Data Exploration Using Pig and Hive
Some of the questions that we asked from our dataset:
Q1. Number of Males and Females who got loans approved.
Q2. Maximum Loan amount term for approved loans.
Q3. Max loan amount for which property type?
Q4. Minimum applicant income and/or co-applicant income at which the any loan was approved at all?
Q5. Ratio between minimum loan amount and associated income
Q6. Ratio between maximum loan amount and associated income
Logistic regression is intended for binary (two-class) classification problems. It will predict the probability of an instance belonging to the default class, which can be snapped into a 0 or 1 classification.

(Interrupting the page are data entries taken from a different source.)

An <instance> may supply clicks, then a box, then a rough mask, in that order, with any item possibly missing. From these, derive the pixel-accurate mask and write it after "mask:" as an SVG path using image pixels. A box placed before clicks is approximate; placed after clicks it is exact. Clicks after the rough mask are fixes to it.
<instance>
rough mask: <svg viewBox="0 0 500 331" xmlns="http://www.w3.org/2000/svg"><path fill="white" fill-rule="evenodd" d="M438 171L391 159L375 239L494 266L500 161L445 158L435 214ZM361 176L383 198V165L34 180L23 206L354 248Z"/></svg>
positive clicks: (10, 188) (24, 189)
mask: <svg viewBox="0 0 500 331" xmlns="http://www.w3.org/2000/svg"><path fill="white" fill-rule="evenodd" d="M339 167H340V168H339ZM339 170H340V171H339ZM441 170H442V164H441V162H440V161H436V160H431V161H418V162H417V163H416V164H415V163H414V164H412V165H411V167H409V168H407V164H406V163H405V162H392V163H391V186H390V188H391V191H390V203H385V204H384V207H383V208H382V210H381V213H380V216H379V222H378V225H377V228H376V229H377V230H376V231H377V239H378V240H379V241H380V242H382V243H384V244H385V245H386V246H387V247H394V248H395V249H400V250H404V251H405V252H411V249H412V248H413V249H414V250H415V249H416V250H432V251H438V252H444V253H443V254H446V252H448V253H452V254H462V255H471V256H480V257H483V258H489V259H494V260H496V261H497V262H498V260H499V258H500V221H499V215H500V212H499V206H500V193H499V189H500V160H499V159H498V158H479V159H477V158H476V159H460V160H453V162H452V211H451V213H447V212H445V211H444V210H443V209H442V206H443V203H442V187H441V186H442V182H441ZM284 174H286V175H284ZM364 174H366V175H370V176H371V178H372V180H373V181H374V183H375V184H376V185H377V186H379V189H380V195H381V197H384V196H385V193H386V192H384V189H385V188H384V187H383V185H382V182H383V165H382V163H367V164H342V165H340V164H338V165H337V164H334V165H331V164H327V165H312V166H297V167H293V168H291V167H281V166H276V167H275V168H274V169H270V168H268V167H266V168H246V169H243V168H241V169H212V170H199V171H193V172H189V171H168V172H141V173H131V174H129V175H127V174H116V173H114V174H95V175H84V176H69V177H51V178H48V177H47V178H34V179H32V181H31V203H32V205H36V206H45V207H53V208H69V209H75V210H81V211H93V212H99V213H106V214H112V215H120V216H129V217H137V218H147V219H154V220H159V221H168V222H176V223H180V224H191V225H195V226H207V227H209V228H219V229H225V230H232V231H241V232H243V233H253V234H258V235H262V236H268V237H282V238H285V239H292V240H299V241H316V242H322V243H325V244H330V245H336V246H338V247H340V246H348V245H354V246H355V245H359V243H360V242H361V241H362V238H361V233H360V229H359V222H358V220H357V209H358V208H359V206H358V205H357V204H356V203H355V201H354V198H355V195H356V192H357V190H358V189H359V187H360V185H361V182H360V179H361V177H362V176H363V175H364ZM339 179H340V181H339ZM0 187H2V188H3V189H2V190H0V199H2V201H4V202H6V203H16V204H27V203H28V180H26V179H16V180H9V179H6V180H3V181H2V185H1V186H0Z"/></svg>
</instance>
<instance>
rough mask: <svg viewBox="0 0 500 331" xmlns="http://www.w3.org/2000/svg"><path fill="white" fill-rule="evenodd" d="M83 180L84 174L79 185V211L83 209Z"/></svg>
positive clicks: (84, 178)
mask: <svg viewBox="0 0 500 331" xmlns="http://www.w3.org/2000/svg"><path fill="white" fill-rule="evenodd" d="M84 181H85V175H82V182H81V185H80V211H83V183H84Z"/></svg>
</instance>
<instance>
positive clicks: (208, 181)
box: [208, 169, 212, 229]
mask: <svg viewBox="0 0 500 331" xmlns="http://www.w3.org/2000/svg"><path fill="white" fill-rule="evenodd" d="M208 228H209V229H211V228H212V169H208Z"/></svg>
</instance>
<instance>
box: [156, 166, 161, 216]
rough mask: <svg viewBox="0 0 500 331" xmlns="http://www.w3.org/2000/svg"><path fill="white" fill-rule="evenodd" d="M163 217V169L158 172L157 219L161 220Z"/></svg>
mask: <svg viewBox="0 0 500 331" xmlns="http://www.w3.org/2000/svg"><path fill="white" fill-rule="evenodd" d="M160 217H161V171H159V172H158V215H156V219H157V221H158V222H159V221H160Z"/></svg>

Decision tree builds regression or classification models in the form of a tree structure. It breaks down a dataset into smaller and smaller subsets while at the same time an associated decision tree is incrementally developed. The final result is a tree with decision nodes and leaf nodes.
Random forest Classifier : Random forests or random decision forests are an ensemble learning method for classification, regression and other tasks, that operate by constructing a multitude of decision trees at training time and outputting the class that is the mode of the classes (classification) or mean prediction (regression) of the individual trees.
Gradient Boosting Classifier:Gradient boosting is a machine learning technique for regression and classification problems, which produces a prediction model in the form of an ensemble of weak prediction models, typically decision trees. It builds the model in a stage-wise fashion like other boosting methods do, and it generalizes them by allowing optimization of an arbitrary differentiable loss function.